1. Purchase a shoe made for walking. Make sure that the shoe has sufficient stability and support. If you can fold the shoe in half, it’s too flexible. Make sure that the shoe has enough space at the feet and is fitted nicely at the heel.
2. Start on flat surfaces. Don’t start a walking program walking on hills or stairs.
3. Start with a brief distance. Stick with that distance for a week. If you are pain free and injury free, increase the distance that the next week.
4. Start with an easy pace. Increase your pace gradually.
5. Choose soft surfaces. Walking on a track or a trail will decrease the impact on your toes and legs. Cement can be a particularly hard surface to walk on.
6. Limit your time on the treadmill. Treadmills can result in the development of foot issues. Start with the treadmill flat and at a slow pace. Gradually increase your pace each week. Increase the incline after you have reached a comfortable pace.

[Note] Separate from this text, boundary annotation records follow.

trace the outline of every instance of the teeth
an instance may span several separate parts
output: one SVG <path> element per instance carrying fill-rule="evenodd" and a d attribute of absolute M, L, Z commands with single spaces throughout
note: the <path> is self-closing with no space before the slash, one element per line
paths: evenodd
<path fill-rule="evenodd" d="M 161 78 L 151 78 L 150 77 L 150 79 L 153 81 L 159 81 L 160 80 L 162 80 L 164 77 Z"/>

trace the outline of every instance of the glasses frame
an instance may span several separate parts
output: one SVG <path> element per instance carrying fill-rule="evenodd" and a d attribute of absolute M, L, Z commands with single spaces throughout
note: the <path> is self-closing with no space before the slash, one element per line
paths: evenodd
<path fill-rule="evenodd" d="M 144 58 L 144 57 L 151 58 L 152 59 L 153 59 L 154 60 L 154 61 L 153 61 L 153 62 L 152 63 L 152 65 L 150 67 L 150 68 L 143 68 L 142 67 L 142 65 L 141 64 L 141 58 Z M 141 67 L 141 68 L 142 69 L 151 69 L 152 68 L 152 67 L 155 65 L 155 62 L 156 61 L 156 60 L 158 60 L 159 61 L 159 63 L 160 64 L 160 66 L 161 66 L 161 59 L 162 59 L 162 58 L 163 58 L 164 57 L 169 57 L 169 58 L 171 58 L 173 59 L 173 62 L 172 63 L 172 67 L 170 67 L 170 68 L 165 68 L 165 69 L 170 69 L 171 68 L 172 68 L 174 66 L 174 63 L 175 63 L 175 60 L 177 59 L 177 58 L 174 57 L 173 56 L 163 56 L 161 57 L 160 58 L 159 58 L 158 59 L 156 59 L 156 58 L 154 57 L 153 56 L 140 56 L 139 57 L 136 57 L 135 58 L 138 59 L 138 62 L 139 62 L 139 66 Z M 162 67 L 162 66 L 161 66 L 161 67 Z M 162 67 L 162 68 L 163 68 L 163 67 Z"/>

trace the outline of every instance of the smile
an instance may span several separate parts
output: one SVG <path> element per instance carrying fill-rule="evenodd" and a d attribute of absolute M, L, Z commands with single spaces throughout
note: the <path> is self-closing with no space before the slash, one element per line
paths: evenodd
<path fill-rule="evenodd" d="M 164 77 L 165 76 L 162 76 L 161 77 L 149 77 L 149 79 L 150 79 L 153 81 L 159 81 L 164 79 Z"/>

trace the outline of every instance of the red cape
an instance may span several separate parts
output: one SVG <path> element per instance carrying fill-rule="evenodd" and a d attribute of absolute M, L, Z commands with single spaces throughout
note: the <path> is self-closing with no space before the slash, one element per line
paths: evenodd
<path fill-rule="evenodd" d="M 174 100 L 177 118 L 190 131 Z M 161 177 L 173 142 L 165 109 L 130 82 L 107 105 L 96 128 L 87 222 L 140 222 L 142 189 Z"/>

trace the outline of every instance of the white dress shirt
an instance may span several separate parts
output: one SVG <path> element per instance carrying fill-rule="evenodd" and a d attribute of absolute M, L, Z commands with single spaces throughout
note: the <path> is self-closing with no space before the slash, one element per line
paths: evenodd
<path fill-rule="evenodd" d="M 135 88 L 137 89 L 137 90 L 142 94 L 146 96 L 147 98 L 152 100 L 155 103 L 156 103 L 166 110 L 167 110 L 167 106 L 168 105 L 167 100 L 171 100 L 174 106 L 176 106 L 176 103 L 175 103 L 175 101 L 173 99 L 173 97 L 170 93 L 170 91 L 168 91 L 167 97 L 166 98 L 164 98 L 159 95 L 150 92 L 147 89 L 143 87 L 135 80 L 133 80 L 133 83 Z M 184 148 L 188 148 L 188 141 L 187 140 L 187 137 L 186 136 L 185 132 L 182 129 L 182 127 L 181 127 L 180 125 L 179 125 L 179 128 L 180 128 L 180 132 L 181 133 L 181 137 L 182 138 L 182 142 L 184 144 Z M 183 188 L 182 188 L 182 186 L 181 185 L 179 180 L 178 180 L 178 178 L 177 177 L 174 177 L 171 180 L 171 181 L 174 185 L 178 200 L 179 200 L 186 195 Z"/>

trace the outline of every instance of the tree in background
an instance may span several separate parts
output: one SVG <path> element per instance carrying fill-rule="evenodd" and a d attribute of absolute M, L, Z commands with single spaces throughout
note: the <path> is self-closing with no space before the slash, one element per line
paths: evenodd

7. Stop if you feel foot or ankle pain. Don’t attempt to walk through the pain.
8. Examine your feet. Look areas of rub or irritation the first couple weeks of your walking program and then again after attempting new socks or shoes. Moleskin can be placed on areas of irritation to help decrease friction. Don’t use bandaids on such areas.
9. Consider wearing orthotics. Individuals with flat feet may need inserts for their sneakers. When buying inserts, start looking for game othotics, as opposed to cushioned insoles. A more rigid insert provides additional support. Custom made orthotics can be made by a podiatrist if necessary.
10. Avoid cotton socks. Synthetic socks decrease friction, prevent excess rubbing and do not absorb moisture. Your local running shop or sports shop should carry a variety of new high tech socks for walking.

Consult your podiatrist if you start to come up with pain when walking, or consider a visit before embarking on your new walking program.